Kebutuhan terhadap dzauq ini menjadi lebih terasa dalam konteks luasnya bahasa Arab dan banyaknya ragam ekspresi dan struktur di dalamnya. Oleh karena itu, pemanfaatan kecerdasan linguistik (القدرة اللغوية الفسيحة) di bawah sudut pandang keluwesan bahasa menjadi penting. Bahkan, bisa jadi dzauq yang kuat dapat menghantarkan pada kesimpulan yang setara dengan dalil kebahasaan, sebagaimana dilakukan oleh Ibnu Jinni dalam mengaitkan antara bentuk kata (isim), sifat, dan makna secara mendalam. Maka orang yang memiliki dzauq tinggi mampu membedakan struktur bahasa yang benar, menyerap keindahan, serta mengenali keselarasan bunyi dan tatanan huruf dalam bahasa.

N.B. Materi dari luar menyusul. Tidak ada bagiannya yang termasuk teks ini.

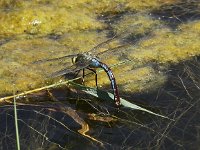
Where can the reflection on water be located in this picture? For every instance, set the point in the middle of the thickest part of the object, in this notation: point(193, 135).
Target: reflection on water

Dia ibarat seorang penyair yang peka terhadap harmoni dan estetika bahasa (Auni, 2008: 169).

Kesimpulan: Dzauq bahasa bukan dalil absolut, tapi sangat penting sebagai pelengkap ketika dalil linguistik tidak tersedia. Ia menjadi alat penalaran dan penguat dalam memahami keindahan, ketepatan, dan keserasian bahasa secara lebih halus dan mendalam.

Dzauq yang menjadi pembicaraan di atas adalah dzauq pengguna bahasa Arab saat ini secara umum baik dari kalangan penutur asli atau penutur bahasa lain, bukan dzauq orang-orang Arab Badawi (pedalaman) pada masa Jahiliah. Adapun dzauq orang-orang Arab Badawi kuno dari kalangan tertentu (yang sudah ditetapkan dan disepakati oleh para ulama) justru menjadi rujukan utama sebagai model (syawāhid) perumusan kaidah-kaidah kebahasaan. Pada titik ini kemudian dzauq berkaitan erat dengan salīqah atau malakah (akan dibahas pada sesi khusus).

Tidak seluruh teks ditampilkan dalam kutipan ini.